Los días siguientes, Megan trató de acercarse sin éxito a la de anteojos, cantando victoria una vez que la había atrapado, como se volvería habitual, en las escaleras del laboratorio.

—A mi papá no le gustan. No solo les disgusta, los aborrece y no tendrá reparo en aborrecerme a mí si lo descubre...—Tomó un fuerte suspiro—. No quiero hablar de eso, no más.

—Pero... no tiene por qué descubrirlo. —Había mencionado una vez que entendía la magnitud del conflicto, más que familiar, sumamente personal—. Y no tienes por qué cohibirte.

—Me matará.

—Pues, que nos mate a ambas —cerró.

Y entonces, casi cada recreo, hora libre u oportunidad fuera del salón, la habían usado como excusa para escabullirse en esas escaleras defectuosas, para compartir un poco más que palabras. No eran amigas, aún no, pero ya sabían sus apellidos.

Faltaba una última cosa para poder nombrarse como algo más que simples conocidas, cuando ella, desesperada, bajo la lluvia, la tomó de la muñeca junto a Andre, confundida por su atrevimiento.

—Necesito que me ayudes. —Alzó su rostro, dejando ver sus mechones morados goteando sobre sus ojos, confundiendo así las gotas de lluvia en lágrimas y, el jadeo por el cansancio, en sollozo.

—¿Qué pasó? —preguntó, frunciendo el ceño por la confusión que ahora la gobernaba.

—No, no puedo decírtelo, no aquí. No puedo...

—¿Te han hecho algo?

—No, no. No. Solo te necesito, por favor... Tengo que hablar, no más. No más. —Sonaba agitada, hablaba con prisa, su mano temblaba y no por el frío de la tormenta.

Andre se quedó en pausa viendo a su amiga quien, aún estando tomada por la muñeca, la observaba con alguna clase menor de desdén y confusión que paralizó su habla.

—Por favor... —rogó Megan, otra vez.

Miró a Megan y giró para ver a Andre, quien permaneció inmóvil a su lado, alzando los hombros con una pizca de indiferencia. Era entendible: ella no había entablado ni una sola conversación con la chica. Se soltó del agarre de Megan, por primera vez le dio un abrazo y, en medio de este, susurró a su oído:

—Realmente, en este momento no puedo, Megan... pero llámame a las cinco, trataré de estar ahí.
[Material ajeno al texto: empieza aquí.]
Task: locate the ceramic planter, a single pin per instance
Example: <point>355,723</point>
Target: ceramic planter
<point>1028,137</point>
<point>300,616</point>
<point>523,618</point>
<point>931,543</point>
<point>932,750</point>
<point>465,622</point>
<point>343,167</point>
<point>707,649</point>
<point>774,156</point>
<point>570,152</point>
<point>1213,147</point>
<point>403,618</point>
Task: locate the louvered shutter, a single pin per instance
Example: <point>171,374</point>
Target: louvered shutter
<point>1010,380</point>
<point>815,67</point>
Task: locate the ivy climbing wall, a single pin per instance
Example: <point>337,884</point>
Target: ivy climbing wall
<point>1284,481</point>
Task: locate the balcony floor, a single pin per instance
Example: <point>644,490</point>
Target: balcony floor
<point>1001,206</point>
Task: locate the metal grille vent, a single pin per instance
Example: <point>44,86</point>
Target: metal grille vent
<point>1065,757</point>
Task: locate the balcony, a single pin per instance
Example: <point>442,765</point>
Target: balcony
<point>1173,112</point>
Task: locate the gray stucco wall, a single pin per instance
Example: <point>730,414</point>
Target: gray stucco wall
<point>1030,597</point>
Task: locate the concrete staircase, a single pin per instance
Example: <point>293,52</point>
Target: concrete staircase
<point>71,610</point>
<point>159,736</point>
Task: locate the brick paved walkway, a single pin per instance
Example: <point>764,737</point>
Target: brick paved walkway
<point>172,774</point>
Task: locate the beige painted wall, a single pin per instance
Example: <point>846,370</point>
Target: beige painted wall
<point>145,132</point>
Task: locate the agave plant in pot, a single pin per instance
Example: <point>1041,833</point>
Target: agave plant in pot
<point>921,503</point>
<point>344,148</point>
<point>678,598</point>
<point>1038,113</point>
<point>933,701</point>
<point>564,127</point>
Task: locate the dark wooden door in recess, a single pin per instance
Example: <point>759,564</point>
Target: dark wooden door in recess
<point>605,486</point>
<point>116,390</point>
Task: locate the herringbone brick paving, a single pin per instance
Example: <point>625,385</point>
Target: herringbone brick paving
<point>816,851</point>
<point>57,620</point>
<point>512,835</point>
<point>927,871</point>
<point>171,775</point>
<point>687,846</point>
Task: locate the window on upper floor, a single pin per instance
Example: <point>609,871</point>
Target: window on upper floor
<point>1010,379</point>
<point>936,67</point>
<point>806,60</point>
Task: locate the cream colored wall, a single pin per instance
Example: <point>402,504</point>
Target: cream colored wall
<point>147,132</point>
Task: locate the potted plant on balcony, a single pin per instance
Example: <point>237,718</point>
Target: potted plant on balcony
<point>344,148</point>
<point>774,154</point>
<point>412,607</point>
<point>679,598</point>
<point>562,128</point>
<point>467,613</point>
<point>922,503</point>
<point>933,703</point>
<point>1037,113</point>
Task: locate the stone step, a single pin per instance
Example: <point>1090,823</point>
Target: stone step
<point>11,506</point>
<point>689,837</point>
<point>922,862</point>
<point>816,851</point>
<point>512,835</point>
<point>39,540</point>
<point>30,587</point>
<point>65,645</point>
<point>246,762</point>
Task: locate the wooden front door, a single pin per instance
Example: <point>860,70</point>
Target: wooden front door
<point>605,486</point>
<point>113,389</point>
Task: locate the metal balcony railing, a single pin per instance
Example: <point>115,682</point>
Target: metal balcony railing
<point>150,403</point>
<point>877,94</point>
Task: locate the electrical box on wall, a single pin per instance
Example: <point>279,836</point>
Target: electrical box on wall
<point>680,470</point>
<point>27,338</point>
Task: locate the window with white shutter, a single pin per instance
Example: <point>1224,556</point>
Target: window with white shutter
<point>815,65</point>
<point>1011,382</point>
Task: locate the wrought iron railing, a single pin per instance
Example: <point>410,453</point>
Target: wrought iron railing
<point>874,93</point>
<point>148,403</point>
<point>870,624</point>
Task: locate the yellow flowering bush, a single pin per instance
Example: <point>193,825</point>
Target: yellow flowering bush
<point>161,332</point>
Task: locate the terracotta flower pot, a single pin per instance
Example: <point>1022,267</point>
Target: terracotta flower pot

Si no estoy, igual tú escribes, ¿no? Pues escribe, desahógate, ya tienes mi libreta.

—¡Pero...!

—Lo siento —interrumpió—. En serio, lo siento, pero no puedo.

Soltó el abrazo, le dedicó una cálida y arrepentida sonrisa y, con lentitud, se dio la vuelta y siguió su camino con Andre.

Megan, quien permaneció inmóvil en el sitio, las observaba entrar al centro comercial bañado en lluvia, cuando sintió una punzada intensa en su sien. No fue un arma —aunque le hubiera encantado en ese instante—, era Christopher quien la apuñaló con una mirada a una calle de distancia, para abrir su paraguas con una sonrisa cínica y salir con lentitud de la vista de la muchacha.

Ahora, eran dos situaciones las que debía reflexionar sola; una estaba al otro lado del océano, pero la otra se encontraba a dos metros de su habitación esperando a que cayera la noche.